Preface: Understanding The Context!
The enforcement and implementation of the Companies Act, 2013, in place of the erstwhile Companies Act, 1956, did not witness any major derivations from the previous one, but certainly, there have been amendments, modifications, and alterations in many fields.
The most significant shift has been in the approach towards bringing private companies and their officers under stringent regulations and norms. The primary motive was to tie the loose ends, ensure the smooth running of the company, make the officers like directors, finance officers, etc. responsible towards any wrongdoing!
Directors Role & Responsibility!
In comparison to the Companies Act, 1956, the Companies Act of 2013, the role and responsibility that vests in a director has been widened and more specifically defined. It recognizes that a very wide spectrum of duties lies with the directors, as crucial decisions depend on their judgement.
The Act, 2013, does not give out an exhaustive list of responsibilities but spells out only certain basic duties of a director:-
- Duty of care and diligence;
- Exercise of powers in good faith;
- Duty to have regard to the interest of the employees, etc.
But there are many more unsaid duties and responsibilities that have to be judiciously performed by a director. As the powers invested in them are immense, therefore, it is but natural that responsibilities are also significantly huge.
Directors Disqualification & Vacation of Office by The Director!

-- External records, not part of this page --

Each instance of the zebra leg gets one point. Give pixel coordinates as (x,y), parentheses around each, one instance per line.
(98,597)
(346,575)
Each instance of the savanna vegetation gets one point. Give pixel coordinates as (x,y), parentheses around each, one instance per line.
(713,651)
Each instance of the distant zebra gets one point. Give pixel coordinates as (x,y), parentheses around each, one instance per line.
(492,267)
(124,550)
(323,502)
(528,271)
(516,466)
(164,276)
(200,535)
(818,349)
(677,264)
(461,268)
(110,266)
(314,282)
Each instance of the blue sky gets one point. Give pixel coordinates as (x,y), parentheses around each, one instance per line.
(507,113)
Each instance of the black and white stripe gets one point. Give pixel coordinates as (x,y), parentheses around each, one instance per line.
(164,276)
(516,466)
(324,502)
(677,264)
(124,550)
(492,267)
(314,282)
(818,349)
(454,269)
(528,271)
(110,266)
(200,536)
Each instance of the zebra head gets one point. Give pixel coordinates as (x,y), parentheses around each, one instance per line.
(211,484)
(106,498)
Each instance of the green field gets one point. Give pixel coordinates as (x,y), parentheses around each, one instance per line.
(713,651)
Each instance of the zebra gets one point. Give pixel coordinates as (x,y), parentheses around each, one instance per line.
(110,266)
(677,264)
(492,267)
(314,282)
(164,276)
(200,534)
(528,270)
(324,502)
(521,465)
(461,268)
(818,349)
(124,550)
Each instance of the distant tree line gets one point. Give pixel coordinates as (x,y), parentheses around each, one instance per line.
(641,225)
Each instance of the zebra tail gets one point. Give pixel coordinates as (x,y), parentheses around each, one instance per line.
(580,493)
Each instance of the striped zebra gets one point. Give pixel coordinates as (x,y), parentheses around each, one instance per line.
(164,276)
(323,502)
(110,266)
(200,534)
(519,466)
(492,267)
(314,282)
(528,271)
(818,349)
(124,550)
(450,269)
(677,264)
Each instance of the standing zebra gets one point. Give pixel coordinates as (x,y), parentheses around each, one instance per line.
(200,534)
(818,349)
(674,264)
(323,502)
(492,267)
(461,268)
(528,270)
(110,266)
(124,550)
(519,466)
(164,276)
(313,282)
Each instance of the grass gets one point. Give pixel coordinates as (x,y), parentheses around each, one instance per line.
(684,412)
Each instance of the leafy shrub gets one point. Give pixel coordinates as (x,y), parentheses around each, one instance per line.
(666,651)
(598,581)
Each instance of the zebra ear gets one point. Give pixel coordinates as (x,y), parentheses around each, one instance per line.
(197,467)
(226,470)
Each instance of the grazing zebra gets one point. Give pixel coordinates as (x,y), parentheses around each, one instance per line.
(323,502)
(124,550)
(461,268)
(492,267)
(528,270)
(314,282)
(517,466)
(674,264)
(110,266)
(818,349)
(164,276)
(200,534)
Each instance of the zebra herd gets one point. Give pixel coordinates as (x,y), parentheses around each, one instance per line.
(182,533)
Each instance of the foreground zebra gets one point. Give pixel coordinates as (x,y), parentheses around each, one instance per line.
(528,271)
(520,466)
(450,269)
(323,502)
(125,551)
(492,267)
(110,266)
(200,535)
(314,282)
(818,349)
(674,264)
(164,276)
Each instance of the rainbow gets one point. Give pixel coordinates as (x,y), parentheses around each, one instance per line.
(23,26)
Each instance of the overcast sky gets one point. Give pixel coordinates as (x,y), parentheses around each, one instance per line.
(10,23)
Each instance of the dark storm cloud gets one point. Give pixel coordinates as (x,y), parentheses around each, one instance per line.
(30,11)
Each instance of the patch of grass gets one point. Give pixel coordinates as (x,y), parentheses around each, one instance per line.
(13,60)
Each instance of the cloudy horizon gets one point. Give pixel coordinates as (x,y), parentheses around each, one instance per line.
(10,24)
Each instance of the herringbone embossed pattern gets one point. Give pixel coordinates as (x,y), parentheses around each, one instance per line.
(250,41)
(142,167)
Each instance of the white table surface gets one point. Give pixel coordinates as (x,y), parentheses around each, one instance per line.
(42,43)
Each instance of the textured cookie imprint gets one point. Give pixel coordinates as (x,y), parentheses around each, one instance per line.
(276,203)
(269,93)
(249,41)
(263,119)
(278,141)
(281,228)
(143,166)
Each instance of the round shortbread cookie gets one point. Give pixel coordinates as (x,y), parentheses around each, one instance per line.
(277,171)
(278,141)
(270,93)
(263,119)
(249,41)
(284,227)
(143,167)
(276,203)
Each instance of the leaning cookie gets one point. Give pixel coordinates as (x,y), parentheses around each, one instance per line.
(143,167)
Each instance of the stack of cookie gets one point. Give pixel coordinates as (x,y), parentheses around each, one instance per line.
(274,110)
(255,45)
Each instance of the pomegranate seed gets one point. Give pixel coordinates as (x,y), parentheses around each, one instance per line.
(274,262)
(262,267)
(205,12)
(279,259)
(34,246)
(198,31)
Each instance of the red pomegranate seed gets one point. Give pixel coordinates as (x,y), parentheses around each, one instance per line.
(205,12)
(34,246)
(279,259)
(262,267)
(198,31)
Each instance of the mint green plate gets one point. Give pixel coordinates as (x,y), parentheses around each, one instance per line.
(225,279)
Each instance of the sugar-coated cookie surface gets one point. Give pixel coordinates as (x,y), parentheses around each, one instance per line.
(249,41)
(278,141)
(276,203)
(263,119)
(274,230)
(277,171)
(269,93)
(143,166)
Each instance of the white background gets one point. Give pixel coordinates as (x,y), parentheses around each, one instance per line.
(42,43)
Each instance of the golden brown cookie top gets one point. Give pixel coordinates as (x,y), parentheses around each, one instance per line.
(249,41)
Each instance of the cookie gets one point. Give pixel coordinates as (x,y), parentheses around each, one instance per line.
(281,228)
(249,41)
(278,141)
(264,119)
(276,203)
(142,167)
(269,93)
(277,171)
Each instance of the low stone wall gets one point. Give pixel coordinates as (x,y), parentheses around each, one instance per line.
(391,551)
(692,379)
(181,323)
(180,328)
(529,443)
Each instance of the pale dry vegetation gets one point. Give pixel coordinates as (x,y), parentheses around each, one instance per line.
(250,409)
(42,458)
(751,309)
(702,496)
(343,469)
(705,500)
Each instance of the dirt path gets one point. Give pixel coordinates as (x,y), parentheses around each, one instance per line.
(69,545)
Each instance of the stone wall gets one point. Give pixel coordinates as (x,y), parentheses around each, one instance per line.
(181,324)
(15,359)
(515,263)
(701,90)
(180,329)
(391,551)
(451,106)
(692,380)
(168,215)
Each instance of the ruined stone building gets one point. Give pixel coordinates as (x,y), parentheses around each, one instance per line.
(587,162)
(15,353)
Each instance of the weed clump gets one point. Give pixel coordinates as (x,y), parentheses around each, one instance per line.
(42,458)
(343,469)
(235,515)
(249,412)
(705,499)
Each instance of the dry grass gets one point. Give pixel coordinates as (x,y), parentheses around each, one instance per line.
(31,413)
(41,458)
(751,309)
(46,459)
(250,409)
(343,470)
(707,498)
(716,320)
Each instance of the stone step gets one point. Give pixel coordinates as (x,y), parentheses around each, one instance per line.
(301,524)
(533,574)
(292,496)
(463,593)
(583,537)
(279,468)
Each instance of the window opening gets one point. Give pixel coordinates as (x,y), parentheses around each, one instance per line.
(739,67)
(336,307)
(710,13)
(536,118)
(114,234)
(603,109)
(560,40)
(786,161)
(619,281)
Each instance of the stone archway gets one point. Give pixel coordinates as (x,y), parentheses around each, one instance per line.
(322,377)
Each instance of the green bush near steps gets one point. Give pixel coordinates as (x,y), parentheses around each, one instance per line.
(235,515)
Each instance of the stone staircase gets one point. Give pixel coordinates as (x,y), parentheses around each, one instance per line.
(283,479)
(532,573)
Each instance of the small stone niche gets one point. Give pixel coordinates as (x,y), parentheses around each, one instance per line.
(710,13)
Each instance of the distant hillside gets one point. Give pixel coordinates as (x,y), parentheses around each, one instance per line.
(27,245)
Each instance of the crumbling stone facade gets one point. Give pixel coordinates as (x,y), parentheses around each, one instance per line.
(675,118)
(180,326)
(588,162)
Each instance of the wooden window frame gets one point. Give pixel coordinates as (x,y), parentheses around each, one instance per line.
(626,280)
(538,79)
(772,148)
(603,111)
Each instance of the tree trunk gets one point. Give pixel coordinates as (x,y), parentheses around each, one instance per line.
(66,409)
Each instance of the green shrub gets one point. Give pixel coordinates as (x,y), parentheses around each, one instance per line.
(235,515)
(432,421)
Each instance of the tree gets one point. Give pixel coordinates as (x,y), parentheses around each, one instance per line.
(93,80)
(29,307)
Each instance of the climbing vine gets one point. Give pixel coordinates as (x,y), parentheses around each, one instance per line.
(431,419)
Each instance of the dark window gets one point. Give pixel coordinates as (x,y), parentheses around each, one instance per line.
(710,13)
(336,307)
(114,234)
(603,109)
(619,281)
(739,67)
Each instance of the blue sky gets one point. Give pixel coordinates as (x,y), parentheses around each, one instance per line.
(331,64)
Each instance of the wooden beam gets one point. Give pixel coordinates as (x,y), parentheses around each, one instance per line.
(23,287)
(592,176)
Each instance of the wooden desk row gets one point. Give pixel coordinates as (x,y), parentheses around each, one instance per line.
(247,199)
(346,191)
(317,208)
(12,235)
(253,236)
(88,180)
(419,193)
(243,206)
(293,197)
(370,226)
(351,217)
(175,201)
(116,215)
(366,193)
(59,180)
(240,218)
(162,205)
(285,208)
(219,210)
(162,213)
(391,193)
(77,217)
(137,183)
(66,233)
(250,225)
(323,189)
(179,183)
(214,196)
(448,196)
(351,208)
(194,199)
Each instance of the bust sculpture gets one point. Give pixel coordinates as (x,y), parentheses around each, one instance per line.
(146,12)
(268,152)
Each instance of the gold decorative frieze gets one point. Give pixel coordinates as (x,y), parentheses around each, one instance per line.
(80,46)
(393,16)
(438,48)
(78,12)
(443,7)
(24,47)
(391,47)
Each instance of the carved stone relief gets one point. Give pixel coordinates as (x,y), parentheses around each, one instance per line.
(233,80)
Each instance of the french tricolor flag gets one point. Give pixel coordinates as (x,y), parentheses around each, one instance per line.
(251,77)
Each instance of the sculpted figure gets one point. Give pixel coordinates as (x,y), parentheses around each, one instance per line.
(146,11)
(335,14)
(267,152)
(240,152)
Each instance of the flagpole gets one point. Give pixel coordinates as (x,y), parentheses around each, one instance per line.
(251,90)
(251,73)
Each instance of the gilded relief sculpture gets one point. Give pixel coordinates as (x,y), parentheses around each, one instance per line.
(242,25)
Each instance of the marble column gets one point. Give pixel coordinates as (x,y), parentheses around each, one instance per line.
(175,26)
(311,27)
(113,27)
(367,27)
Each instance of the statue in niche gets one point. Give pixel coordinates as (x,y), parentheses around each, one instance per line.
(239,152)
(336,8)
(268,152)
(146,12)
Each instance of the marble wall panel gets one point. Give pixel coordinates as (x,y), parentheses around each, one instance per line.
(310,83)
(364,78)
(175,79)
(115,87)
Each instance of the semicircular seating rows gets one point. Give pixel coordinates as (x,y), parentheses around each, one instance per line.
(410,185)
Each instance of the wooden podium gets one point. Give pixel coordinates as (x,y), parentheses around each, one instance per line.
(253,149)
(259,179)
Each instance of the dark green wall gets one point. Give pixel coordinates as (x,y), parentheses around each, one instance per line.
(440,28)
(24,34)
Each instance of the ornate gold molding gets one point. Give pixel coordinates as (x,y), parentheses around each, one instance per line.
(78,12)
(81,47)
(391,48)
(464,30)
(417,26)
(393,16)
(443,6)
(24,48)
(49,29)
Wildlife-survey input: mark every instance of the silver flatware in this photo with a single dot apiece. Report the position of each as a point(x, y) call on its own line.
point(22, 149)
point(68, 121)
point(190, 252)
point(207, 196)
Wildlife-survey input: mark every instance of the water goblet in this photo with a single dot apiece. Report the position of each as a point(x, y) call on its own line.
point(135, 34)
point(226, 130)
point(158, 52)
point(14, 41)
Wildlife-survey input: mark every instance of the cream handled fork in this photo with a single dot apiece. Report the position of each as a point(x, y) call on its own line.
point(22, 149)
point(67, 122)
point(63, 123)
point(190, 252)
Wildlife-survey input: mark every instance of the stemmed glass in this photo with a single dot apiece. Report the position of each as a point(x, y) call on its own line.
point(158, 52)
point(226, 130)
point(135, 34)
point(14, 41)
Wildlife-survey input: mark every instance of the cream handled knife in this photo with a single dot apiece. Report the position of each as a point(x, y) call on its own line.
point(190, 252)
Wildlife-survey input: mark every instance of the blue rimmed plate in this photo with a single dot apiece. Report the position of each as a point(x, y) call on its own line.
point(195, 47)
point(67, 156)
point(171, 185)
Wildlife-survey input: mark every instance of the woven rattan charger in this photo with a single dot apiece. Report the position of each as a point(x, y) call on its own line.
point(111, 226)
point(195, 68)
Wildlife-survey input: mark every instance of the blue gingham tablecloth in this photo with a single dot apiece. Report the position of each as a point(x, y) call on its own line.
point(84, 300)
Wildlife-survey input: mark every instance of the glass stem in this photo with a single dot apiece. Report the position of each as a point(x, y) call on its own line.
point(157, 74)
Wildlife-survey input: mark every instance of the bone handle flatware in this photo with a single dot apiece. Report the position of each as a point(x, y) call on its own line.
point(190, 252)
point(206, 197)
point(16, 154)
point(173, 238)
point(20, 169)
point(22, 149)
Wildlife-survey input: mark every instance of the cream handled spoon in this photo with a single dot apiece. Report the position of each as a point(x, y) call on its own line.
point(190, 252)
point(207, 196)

A relevant transformation by the way of more stringent norms and regulations regarding disqualification of directors or vacation of office by them, in the new Act, comes from the fact that they should take their role with complete earnestness.
Section 283 of the Companies Act, 1956, deals with various grounds leading to disqualification of a director. Sub-section (g) states that if a director did not attend three meetings of the Board consecutively, or, remained absent for more than three months, without prior permission of the Board, then he was deemed to have vacated his office.
A similar provision has found mention in the Companies Act, 2013, but with some changes. Section 167 (1) (b) states that the failure to attend Board Meetings for a continuous period of one year should be made a ground for the vacation of office by the concerned director regardless of leave of absence being given by the Board for the meetings held during the year.
Manifold Significance of Such Vacation!
Modifications as such have been done by the Committee for a definitive purpose! The message that comes out of such changes communicates that a director, whether appointed or nominated, should take his duties seriously, as he plays a pivotal role in the smooth running of a company.
Unable to attend Board meetings for one year is also a clear indicator that the director is absent for a long period, which naturally hampers decision making in the company.
Not attending meetings augurs to dereliction of duty by the director which may arise out of apathy or any other reason.
Thus, taking a serious note of these factors the section has introduced vacation of office, irrespective of the fact that if it is done with or without permission of the Board.
There are many more factors that lead to the disqualification of directors under the Companies Act, 2013. Some of them can be reversed to provide relief by removal of directors disqualification, but there are other reasons which cannot be altered. In such cases, the disqualified directors are left with no hopes to resurrect their career.
“A disqualified director first needs to ascertain the reason for it, then look for a solution to reverse it, if there is any provision!”